Stahl and his team aren’t the only ones seeking to tap the power of brown fat, but they’re certainly at the forefront, driven by a desire to reduce obesity’s huge burden on our society. “We’re trying to tap into this mechanism,” Stahl says. “We want to change the equation where we reduce white fat by expanding brown fat”—not simply to make people skinnier, like so many reality-show contestants, but to lower glucose levels, blood lipid levels, and the amount of calories in circulation, he says. “Those are the things that lead to detrimental effects.”
Fat on a Chip
Andreas Stahl’s mission to beat obesity has generated important insights into brown fat biology and nutrient imaging. But it doesn’t end there. Another line of research—with bioengineering colleague Kevin Healy—resulted in a breakthrough earlier this year and a powerful new tool for research into fat and metabolism.
Stahl, Healy, and their collaborators fit a biologically active, fully functional sample of human white fat—which accounts for one-fourth of the body weight of a typical healthy adult—onto a silicon chip measuring less than one millimeter squared.
This “fat on a chip” device—more technically known as a “microfluidic system incorporating white adipose tissue”—is designed to play at least two important roles in the lab. By replicating the in vivo (“within the living”) experimental model without the use of test animals, it can serve as a test bed for investigating fat-related diseases such as obesity and type 2 diabetes.

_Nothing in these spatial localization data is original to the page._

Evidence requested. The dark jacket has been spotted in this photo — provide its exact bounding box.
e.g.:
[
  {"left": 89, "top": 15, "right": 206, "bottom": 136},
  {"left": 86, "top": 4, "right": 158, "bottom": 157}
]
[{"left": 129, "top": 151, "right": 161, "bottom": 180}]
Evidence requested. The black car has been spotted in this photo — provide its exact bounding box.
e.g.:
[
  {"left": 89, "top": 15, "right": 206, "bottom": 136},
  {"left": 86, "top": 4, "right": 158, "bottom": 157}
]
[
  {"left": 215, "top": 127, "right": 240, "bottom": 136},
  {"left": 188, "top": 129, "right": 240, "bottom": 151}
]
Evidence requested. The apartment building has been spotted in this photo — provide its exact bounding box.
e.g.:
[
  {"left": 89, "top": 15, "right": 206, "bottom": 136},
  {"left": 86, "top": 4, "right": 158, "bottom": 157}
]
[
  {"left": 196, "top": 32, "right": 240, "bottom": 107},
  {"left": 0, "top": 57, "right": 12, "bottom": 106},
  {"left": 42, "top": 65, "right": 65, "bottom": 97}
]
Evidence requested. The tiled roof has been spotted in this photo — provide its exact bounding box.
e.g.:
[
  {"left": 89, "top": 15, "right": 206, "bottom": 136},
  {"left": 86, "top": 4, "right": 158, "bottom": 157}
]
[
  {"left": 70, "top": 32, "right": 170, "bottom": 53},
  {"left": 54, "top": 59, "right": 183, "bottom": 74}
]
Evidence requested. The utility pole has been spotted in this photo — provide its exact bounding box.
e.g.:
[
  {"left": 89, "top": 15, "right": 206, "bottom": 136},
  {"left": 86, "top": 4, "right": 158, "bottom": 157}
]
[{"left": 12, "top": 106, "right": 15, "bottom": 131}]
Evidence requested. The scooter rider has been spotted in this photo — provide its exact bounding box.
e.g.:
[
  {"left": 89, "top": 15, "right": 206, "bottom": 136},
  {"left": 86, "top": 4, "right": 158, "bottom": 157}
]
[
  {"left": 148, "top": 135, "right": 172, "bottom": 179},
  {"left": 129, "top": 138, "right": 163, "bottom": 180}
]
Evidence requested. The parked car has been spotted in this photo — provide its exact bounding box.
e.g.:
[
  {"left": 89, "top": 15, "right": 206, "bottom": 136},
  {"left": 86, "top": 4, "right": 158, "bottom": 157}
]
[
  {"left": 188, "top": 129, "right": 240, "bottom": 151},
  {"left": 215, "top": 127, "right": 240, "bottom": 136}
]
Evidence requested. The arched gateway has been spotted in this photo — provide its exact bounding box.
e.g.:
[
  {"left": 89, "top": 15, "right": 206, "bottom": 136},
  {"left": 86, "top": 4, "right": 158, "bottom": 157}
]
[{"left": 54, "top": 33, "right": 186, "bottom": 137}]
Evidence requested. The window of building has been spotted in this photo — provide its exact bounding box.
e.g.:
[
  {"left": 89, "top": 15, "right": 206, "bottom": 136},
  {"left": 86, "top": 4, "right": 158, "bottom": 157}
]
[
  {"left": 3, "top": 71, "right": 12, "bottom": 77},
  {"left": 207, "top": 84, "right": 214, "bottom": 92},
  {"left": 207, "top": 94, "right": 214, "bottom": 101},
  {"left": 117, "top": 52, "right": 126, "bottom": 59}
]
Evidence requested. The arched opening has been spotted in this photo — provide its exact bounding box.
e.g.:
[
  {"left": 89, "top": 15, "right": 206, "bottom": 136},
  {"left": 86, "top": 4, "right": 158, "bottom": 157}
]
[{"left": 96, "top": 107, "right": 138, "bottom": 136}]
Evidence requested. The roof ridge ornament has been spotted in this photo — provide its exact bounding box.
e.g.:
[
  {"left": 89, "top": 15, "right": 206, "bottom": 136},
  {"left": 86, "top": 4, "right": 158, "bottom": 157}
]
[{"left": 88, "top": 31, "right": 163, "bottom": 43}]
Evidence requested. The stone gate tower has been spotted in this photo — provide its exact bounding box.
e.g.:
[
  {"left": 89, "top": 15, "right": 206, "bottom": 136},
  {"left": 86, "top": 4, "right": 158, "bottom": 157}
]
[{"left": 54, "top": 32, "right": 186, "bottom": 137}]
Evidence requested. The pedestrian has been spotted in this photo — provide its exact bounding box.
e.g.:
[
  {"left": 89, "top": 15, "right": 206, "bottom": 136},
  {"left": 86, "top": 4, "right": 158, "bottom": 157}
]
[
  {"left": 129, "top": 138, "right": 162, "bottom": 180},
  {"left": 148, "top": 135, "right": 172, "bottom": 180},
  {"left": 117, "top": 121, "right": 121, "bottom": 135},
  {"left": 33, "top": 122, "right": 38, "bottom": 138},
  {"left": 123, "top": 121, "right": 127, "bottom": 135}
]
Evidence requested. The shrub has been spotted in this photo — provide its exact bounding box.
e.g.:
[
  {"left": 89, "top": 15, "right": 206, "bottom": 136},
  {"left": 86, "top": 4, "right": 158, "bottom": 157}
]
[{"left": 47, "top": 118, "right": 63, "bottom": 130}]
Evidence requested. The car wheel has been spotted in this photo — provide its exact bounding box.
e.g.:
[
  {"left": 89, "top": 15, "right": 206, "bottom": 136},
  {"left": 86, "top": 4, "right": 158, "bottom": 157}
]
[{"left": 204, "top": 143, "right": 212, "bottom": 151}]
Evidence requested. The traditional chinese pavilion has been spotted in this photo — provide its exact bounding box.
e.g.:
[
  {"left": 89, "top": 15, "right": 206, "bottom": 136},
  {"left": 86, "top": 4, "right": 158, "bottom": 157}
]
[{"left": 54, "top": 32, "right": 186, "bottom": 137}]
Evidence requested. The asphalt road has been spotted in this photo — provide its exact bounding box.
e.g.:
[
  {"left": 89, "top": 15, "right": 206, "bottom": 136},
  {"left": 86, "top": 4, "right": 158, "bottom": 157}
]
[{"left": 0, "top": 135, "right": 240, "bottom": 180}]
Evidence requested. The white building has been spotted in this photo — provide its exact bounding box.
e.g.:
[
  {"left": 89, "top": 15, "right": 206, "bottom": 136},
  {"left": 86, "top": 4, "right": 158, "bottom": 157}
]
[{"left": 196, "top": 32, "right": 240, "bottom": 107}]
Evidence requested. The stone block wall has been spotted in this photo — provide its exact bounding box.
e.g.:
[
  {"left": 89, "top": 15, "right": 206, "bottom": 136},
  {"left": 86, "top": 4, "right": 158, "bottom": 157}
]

It can also act as an efficient and highly accurate screening tool for assessing drug effects on white adipose tissue function.
The device stems from earlier work by Healy on other innovative “organ on a chip” systems. In 2015, his lab developed the “heart on a chip”—around 5,000 heart-tissue cells arranged on a chip, beating with the regularity of a human heart—and more recently it did the same for the liver, though that work has not yet been published.
Together with the fat chip, Healy says, these systems form an ideal “minimal metabolic unit” for researching human disease and evaluating drugs with metabolic activity. “There’s a very interesting interaction between the liver and fat,” he says. “This might allow us to look into things associated with high-fat diets, such as diabetes and other imbalances in the metabolic system.”
What’s more, Stahl says, these systems allow researchers to safely test cells taken from specific individuals, opening up new lines of inquiry into mechanisms behind metabolic effects tied to age, race, and other factors. “Humans are genetically diverse, and often people with different backgrounds and ethnicities have different responses to the same drug,” he says.
Healy and Stahl are already working on brown fat on a chip, another step toward their ultimate goal of assembling a complete “multi-organ microfluidic device” that could reveal wonders about the inner workings of human metabolism on a personalized basis. “We want to create the best ‘miniaturized’ human that we can within these different devices,” Stahl says.